Aunque esta pregunta suena un poco rara, debemos buscar la enseñanza fundamental tras las palabras literales del versículo 26. En vez de pensar sobre cuánto tiempo podemos permanecer enojados sin desobedecer las Escrituras, debemos hacer todo lo posible por deshacernos del enojo. Debemos cumplir con esto por nuestro propio bien más que por el beneficio de la persona o cosa con que nos enojamos. El enojo, cuando no tiene ningún control, puede contaminar todo el sistema de uno.
La primera parte del versículo dice que el enojo en sí no es malo. Hay ciertas cosas con las cuales podemos permanecer airados después de que se pone el sol. Son las mismas cosas con las que podemos estar airados sin pecar: la hipocresía, deshonestidad, inmoralidad, las malas acciones, el pecado, etc. Podemos enojarnos contra el pecado, pero no debemos dejar que nuestro celo se degenere y nos haga odiar al pecador. Jesús estaba enojado contra la hipocresía de los fariseos; sin embargo, Él los amó tanto que dio su vida para que ellos pudieran ser salvos si clamaban a Él.

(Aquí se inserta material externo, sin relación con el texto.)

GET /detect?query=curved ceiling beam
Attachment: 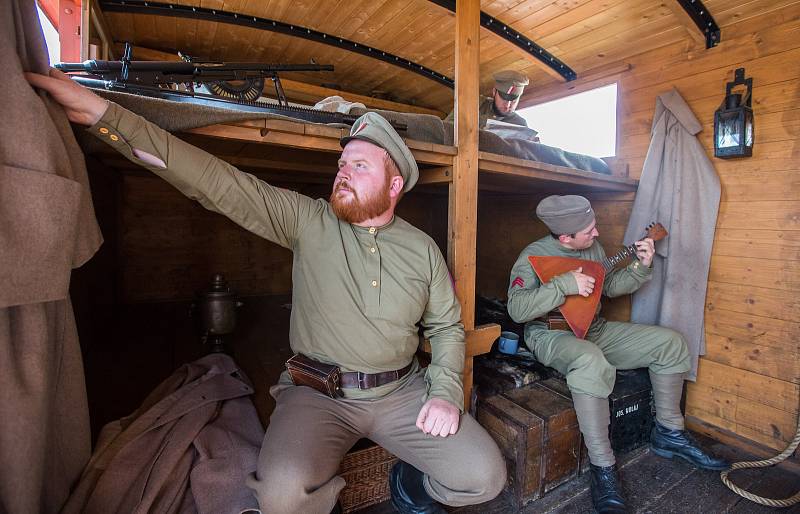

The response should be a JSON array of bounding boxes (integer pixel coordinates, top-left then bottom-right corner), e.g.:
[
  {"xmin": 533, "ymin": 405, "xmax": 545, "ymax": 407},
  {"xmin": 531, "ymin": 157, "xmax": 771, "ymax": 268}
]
[
  {"xmin": 99, "ymin": 0, "xmax": 455, "ymax": 89},
  {"xmin": 678, "ymin": 0, "xmax": 721, "ymax": 49},
  {"xmin": 430, "ymin": 0, "xmax": 578, "ymax": 82}
]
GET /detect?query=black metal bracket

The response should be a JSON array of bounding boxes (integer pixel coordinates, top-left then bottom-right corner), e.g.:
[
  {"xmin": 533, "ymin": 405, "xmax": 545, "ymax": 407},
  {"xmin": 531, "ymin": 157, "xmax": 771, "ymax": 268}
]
[
  {"xmin": 430, "ymin": 0, "xmax": 578, "ymax": 82},
  {"xmin": 100, "ymin": 0, "xmax": 455, "ymax": 89},
  {"xmin": 670, "ymin": 0, "xmax": 721, "ymax": 48}
]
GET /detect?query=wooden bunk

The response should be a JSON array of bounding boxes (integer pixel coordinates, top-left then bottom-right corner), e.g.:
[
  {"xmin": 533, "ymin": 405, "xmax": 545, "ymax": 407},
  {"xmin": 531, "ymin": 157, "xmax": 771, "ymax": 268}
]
[{"xmin": 172, "ymin": 115, "xmax": 638, "ymax": 405}]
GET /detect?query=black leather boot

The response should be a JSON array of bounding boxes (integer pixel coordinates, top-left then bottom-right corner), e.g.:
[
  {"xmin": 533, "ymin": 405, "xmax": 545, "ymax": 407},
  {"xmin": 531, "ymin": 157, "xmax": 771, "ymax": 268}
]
[
  {"xmin": 389, "ymin": 460, "xmax": 446, "ymax": 514},
  {"xmin": 589, "ymin": 464, "xmax": 628, "ymax": 514},
  {"xmin": 650, "ymin": 421, "xmax": 730, "ymax": 471}
]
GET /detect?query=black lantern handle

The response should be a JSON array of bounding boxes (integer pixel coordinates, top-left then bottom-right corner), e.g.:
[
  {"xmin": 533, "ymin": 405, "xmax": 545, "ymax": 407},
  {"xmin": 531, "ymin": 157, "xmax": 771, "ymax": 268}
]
[{"xmin": 725, "ymin": 68, "xmax": 753, "ymax": 107}]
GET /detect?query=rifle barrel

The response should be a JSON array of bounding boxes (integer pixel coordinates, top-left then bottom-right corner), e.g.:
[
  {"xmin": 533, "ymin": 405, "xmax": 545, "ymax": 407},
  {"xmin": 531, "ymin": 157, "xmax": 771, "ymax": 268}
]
[{"xmin": 55, "ymin": 59, "xmax": 333, "ymax": 75}]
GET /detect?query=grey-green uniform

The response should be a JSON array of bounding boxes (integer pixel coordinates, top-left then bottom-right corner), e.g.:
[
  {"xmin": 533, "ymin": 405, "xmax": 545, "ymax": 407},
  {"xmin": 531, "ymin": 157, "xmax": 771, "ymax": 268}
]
[
  {"xmin": 89, "ymin": 103, "xmax": 504, "ymax": 512},
  {"xmin": 444, "ymin": 96, "xmax": 528, "ymax": 128},
  {"xmin": 508, "ymin": 235, "xmax": 689, "ymax": 398},
  {"xmin": 445, "ymin": 70, "xmax": 528, "ymax": 128},
  {"xmin": 508, "ymin": 195, "xmax": 727, "ymax": 512}
]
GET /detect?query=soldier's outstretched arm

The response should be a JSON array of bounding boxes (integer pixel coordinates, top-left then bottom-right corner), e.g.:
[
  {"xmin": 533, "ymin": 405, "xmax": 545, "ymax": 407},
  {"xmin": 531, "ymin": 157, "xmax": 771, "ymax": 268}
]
[{"xmin": 25, "ymin": 69, "xmax": 321, "ymax": 249}]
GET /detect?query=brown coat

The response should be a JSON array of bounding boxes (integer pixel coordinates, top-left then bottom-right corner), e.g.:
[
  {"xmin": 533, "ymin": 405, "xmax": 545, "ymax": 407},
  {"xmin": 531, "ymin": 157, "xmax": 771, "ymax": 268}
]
[
  {"xmin": 0, "ymin": 0, "xmax": 102, "ymax": 514},
  {"xmin": 62, "ymin": 354, "xmax": 264, "ymax": 514}
]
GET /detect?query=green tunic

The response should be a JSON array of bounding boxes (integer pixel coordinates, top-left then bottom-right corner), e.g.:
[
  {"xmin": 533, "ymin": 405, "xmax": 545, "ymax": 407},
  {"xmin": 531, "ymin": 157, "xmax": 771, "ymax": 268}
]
[
  {"xmin": 444, "ymin": 97, "xmax": 528, "ymax": 128},
  {"xmin": 508, "ymin": 235, "xmax": 652, "ymax": 344},
  {"xmin": 88, "ymin": 103, "xmax": 464, "ymax": 408},
  {"xmin": 508, "ymin": 235, "xmax": 689, "ymax": 398}
]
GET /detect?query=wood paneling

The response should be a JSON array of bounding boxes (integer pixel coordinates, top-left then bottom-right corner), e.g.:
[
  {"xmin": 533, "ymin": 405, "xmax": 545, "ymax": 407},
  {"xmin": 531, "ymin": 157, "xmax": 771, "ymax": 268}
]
[
  {"xmin": 95, "ymin": 0, "xmax": 800, "ymax": 112},
  {"xmin": 600, "ymin": 7, "xmax": 800, "ymax": 449}
]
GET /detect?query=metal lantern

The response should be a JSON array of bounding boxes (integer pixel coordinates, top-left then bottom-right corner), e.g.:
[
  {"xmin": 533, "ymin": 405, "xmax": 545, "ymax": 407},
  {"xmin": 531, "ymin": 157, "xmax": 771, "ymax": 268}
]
[{"xmin": 714, "ymin": 68, "xmax": 753, "ymax": 159}]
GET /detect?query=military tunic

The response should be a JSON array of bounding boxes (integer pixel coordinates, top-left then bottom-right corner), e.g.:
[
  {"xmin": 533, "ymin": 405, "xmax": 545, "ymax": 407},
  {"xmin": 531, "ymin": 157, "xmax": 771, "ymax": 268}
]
[
  {"xmin": 444, "ymin": 97, "xmax": 528, "ymax": 128},
  {"xmin": 88, "ymin": 103, "xmax": 464, "ymax": 407},
  {"xmin": 89, "ymin": 103, "xmax": 506, "ymax": 514},
  {"xmin": 508, "ymin": 235, "xmax": 689, "ymax": 398}
]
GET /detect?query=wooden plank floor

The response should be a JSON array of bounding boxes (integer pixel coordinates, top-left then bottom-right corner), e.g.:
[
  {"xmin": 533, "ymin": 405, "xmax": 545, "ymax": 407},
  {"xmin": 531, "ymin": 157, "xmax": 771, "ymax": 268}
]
[{"xmin": 359, "ymin": 436, "xmax": 800, "ymax": 514}]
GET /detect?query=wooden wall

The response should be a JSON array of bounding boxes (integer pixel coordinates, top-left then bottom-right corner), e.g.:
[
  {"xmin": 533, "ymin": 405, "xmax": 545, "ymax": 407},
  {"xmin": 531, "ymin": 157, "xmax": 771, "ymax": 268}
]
[
  {"xmin": 76, "ymin": 158, "xmax": 447, "ymax": 428},
  {"xmin": 618, "ymin": 8, "xmax": 800, "ymax": 449}
]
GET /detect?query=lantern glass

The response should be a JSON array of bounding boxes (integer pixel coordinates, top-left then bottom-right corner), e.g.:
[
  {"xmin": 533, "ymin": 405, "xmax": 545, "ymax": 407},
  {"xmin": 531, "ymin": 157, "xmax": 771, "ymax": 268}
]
[{"xmin": 716, "ymin": 109, "xmax": 752, "ymax": 148}]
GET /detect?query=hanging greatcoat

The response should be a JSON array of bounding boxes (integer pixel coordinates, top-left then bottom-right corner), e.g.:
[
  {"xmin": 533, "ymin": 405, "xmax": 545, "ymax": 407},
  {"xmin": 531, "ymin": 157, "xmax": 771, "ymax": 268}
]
[
  {"xmin": 0, "ymin": 0, "xmax": 102, "ymax": 514},
  {"xmin": 625, "ymin": 89, "xmax": 720, "ymax": 380}
]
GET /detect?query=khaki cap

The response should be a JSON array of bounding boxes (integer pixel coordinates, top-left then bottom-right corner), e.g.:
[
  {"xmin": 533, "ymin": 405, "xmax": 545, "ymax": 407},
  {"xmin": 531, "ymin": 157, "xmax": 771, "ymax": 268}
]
[
  {"xmin": 494, "ymin": 70, "xmax": 528, "ymax": 100},
  {"xmin": 339, "ymin": 112, "xmax": 419, "ymax": 193},
  {"xmin": 536, "ymin": 195, "xmax": 594, "ymax": 235}
]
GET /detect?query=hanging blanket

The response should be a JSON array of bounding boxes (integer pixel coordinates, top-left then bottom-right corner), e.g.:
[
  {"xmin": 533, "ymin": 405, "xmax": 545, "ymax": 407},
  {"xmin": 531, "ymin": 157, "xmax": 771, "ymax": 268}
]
[{"xmin": 625, "ymin": 89, "xmax": 720, "ymax": 380}]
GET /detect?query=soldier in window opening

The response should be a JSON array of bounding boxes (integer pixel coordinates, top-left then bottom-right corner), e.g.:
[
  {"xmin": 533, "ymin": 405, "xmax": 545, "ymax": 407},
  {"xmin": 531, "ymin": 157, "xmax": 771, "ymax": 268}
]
[
  {"xmin": 508, "ymin": 195, "xmax": 728, "ymax": 513},
  {"xmin": 26, "ymin": 70, "xmax": 506, "ymax": 514},
  {"xmin": 445, "ymin": 70, "xmax": 528, "ymax": 128}
]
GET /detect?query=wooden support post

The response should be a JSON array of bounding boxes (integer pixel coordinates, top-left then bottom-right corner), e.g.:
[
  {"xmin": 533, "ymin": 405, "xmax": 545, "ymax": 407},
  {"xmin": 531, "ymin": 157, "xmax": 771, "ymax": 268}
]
[
  {"xmin": 447, "ymin": 0, "xmax": 481, "ymax": 331},
  {"xmin": 56, "ymin": 0, "xmax": 82, "ymax": 62}
]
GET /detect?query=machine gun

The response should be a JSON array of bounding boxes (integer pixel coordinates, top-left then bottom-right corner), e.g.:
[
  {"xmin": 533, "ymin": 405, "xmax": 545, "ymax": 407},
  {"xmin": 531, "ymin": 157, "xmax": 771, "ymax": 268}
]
[{"xmin": 55, "ymin": 43, "xmax": 406, "ymax": 130}]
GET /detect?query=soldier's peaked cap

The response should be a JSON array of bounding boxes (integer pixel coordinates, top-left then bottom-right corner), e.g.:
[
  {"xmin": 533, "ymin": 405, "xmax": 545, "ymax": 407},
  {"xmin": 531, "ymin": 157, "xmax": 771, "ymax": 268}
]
[
  {"xmin": 494, "ymin": 70, "xmax": 528, "ymax": 100},
  {"xmin": 339, "ymin": 112, "xmax": 419, "ymax": 192},
  {"xmin": 536, "ymin": 195, "xmax": 594, "ymax": 235}
]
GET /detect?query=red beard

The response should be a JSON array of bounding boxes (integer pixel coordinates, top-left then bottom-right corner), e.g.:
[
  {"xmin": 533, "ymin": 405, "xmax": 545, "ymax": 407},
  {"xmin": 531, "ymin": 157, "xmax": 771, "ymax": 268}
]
[{"xmin": 330, "ymin": 176, "xmax": 392, "ymax": 224}]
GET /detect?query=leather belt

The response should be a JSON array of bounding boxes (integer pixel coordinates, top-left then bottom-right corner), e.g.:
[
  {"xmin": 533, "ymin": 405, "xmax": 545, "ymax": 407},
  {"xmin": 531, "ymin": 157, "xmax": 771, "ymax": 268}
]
[{"xmin": 340, "ymin": 361, "xmax": 414, "ymax": 389}]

A veces es difícil saber la diferencia entre el enojo que es apropiado y el que es pecado. Si hay rastro de malicia o amargura en el enojo, se vuelve pecado. Debe ser tratado inmediatamente, sin esperar que el sol se ponga.

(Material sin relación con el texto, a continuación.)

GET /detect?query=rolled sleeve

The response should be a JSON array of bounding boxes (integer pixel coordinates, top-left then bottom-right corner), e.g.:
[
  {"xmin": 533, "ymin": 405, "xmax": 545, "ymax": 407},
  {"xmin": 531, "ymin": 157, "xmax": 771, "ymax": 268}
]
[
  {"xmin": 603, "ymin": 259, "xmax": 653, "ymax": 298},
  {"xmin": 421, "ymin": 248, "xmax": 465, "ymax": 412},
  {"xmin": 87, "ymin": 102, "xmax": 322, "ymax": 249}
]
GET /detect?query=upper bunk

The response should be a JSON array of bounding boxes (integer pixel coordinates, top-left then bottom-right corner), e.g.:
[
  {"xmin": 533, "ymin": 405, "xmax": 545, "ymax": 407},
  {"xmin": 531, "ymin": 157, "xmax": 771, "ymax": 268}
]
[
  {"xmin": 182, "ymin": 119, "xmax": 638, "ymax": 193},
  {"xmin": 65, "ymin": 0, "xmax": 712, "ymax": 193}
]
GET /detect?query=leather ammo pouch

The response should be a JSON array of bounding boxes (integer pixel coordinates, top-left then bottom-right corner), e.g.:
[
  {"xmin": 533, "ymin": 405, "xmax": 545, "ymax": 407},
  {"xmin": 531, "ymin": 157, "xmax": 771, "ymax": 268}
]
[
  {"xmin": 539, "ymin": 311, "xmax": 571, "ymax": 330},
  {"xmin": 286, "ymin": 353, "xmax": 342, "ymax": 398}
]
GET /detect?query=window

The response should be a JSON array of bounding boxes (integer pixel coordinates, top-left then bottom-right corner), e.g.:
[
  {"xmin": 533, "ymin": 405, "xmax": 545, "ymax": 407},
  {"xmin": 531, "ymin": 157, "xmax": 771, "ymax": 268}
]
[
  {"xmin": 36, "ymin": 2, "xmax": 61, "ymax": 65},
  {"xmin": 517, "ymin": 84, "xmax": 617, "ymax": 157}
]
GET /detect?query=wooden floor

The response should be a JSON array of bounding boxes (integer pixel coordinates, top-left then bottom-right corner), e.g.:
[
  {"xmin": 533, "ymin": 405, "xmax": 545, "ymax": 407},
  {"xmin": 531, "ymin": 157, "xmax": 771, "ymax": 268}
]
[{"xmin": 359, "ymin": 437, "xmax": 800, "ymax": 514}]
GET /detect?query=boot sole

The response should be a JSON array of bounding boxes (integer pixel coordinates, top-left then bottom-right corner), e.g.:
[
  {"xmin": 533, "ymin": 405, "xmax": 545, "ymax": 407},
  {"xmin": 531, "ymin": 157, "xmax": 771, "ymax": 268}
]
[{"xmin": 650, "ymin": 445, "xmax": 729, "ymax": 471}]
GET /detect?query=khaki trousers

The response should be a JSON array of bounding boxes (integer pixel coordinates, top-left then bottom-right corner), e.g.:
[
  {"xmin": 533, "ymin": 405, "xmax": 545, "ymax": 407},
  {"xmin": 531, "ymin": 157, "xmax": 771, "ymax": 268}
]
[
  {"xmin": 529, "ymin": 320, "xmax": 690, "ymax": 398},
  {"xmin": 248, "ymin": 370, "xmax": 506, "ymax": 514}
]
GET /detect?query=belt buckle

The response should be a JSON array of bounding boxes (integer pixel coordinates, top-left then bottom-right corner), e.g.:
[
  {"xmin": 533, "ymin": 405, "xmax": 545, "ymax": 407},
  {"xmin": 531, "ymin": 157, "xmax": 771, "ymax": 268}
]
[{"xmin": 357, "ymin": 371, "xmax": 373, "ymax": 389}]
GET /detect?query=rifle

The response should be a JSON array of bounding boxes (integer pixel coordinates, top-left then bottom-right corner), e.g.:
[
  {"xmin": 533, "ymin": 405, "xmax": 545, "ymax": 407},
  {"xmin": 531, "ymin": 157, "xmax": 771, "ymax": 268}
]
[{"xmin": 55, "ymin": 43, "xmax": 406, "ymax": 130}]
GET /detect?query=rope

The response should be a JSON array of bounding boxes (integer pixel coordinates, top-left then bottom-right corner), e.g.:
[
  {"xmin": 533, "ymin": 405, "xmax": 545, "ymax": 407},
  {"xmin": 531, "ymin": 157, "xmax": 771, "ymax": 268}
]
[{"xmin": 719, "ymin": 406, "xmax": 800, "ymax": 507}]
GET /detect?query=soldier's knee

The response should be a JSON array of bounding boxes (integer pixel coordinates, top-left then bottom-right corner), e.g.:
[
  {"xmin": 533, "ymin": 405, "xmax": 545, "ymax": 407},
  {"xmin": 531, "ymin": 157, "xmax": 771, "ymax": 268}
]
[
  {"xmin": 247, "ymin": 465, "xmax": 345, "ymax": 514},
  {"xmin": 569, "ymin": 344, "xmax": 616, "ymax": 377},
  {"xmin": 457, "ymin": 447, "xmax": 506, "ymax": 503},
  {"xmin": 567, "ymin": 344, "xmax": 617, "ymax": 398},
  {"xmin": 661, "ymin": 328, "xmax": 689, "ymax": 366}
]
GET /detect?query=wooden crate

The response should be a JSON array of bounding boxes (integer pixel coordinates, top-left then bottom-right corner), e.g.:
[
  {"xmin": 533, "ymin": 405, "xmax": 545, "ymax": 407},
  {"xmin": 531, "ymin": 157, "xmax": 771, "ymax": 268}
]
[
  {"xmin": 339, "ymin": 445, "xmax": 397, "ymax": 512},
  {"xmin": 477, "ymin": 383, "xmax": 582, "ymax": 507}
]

El versículo 27 identifica al enojo con el desarrollo del pecado. El enojo es muy peligroso, porque muchas veces le da "lugar al diablo" en nuestra vida. El fundamento para la paz en todas nuestras relaciones se pone cuando nosotros prevenimos que Satanás no tome la oportunidad de obrar sus artimañas en nuestra vida.
Los versículos 28-31 amplían más la escena para advertirnos contra toda conducta que Satanás promoverá en la vida de un individuo. El cristiano no debe hurtar (v.28) ni decir palabras corrompidas (v.29). El creyente no debe hacer nada para contristar al Espíritu de Dios (v.30), y esta declaración va seguida de una lista entera de pecados específicos (v.31).
      B. Sigan lo bueno
   Pregunta: ¿Qué es lo que sobresale en Efesios 4:32?

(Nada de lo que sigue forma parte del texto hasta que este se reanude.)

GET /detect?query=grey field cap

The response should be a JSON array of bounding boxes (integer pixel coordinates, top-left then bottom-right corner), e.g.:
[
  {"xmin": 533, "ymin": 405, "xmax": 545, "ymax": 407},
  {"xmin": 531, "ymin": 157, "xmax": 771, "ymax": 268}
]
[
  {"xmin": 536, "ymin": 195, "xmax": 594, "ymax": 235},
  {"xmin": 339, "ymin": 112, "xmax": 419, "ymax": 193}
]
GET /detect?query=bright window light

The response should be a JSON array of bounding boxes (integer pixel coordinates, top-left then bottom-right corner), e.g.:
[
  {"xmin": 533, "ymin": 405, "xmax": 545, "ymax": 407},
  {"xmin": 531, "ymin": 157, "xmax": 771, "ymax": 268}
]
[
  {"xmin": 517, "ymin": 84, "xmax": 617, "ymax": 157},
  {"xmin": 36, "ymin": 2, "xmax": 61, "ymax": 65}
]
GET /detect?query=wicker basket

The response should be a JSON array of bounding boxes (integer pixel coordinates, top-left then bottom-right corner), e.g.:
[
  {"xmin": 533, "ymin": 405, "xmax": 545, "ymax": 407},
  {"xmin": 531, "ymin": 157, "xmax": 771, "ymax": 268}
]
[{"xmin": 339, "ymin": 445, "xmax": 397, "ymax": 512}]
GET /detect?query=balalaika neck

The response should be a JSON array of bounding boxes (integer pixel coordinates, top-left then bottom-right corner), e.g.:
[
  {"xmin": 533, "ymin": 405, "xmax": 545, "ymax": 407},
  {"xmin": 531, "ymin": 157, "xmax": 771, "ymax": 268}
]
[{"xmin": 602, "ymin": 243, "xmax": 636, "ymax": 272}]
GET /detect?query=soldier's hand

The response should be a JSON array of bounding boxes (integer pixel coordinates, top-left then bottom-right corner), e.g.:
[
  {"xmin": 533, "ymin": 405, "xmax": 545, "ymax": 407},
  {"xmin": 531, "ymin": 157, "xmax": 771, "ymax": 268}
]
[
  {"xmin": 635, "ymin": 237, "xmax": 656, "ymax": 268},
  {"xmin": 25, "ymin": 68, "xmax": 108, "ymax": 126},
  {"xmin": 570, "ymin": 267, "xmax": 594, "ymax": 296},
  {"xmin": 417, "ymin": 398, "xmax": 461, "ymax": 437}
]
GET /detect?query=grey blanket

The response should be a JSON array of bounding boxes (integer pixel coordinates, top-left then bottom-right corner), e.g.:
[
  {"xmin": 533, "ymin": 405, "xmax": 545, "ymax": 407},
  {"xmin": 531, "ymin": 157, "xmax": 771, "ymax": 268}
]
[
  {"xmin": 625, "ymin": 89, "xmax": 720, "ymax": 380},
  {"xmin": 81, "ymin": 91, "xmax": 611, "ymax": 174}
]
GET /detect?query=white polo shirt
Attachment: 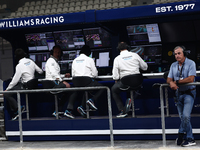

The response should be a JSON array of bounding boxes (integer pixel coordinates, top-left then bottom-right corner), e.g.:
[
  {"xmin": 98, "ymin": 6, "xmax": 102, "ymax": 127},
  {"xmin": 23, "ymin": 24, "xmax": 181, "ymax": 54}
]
[
  {"xmin": 112, "ymin": 50, "xmax": 148, "ymax": 80},
  {"xmin": 45, "ymin": 56, "xmax": 65, "ymax": 81},
  {"xmin": 6, "ymin": 58, "xmax": 43, "ymax": 90},
  {"xmin": 72, "ymin": 54, "xmax": 98, "ymax": 78}
]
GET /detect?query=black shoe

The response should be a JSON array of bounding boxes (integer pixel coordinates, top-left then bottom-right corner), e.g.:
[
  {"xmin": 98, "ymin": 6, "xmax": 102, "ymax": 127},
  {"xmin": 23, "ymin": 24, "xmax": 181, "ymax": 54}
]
[
  {"xmin": 86, "ymin": 99, "xmax": 97, "ymax": 110},
  {"xmin": 176, "ymin": 133, "xmax": 184, "ymax": 145},
  {"xmin": 52, "ymin": 111, "xmax": 64, "ymax": 118},
  {"xmin": 181, "ymin": 138, "xmax": 196, "ymax": 147},
  {"xmin": 125, "ymin": 98, "xmax": 131, "ymax": 113},
  {"xmin": 116, "ymin": 111, "xmax": 128, "ymax": 118},
  {"xmin": 77, "ymin": 106, "xmax": 87, "ymax": 118},
  {"xmin": 12, "ymin": 106, "xmax": 25, "ymax": 121},
  {"xmin": 64, "ymin": 110, "xmax": 74, "ymax": 119}
]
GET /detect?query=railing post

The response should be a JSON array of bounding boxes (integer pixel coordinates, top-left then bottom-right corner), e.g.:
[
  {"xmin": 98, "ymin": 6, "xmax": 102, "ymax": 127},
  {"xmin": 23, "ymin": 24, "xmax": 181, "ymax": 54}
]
[
  {"xmin": 160, "ymin": 85, "xmax": 166, "ymax": 147},
  {"xmin": 17, "ymin": 92, "xmax": 23, "ymax": 145},
  {"xmin": 107, "ymin": 87, "xmax": 114, "ymax": 147}
]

Mientras que los versículos anteriores incluían una acción distinta que se debe seguir, el mayor énfasis de los versículos 26-31 parece ser evitar el pecado. El versículo 32, sin embargo, cambia completamente a lo positivo. Pablo no quería presentar una lista de pecados que hay que evitar. Probablemente nadie vendría a Cristo si un creyente se concretara a anunciar todas las clases de pecado que evita. En cambio, las personas son atraídas a Cristo cuando los cristianos ponen el amor de Dios en acción.
Hacer algo amable no es lo mismo que ser amable. Darle dinero a un mendigo es un acto de bondad, pero puede ser motivado por un sentido de culpabilidad, para aparentar, el orgullo, o para ocultar su propio sentido de opulencia. Preguntarle al mendigo de qué tiene necesidad y darle a sí mismo a través del regalo material es el acto de bondad que importa más.
La bondad que Dios desea viene de un corazón misericordioso y perdonador. Esto es algo que se ve muy poco hoy día. Ya que el hogar, la escuela, el lugar de trabajo y aun la Iglesia se están convergiendo en lugares de conflicto, hace falta gente misericordiosa y amable. Conforme los cristianos cultivan en sí mismos corazones benignos, misericordiosos y perdonadores, pueden deshacerse del conflicto e introducir la paz de Cristo en donde viven y trabajan.
   Aplicación
 Podemos acusar a una iglesia de ser carnal; podemos dar ejemplos de conducta que carece de amor entre creyentes. Pero al final de cuentas, nuestra atención debe enfocarse en nosotros mismos. Al no demostrar el amor de Cristo hacia otros, nos volvemos tan culpables como los demás a quienes estamos culpando. Cuando nosotros como individuos empezamos a cambiar, la Iglesia puede ser todo lo que Dios quiere que sea.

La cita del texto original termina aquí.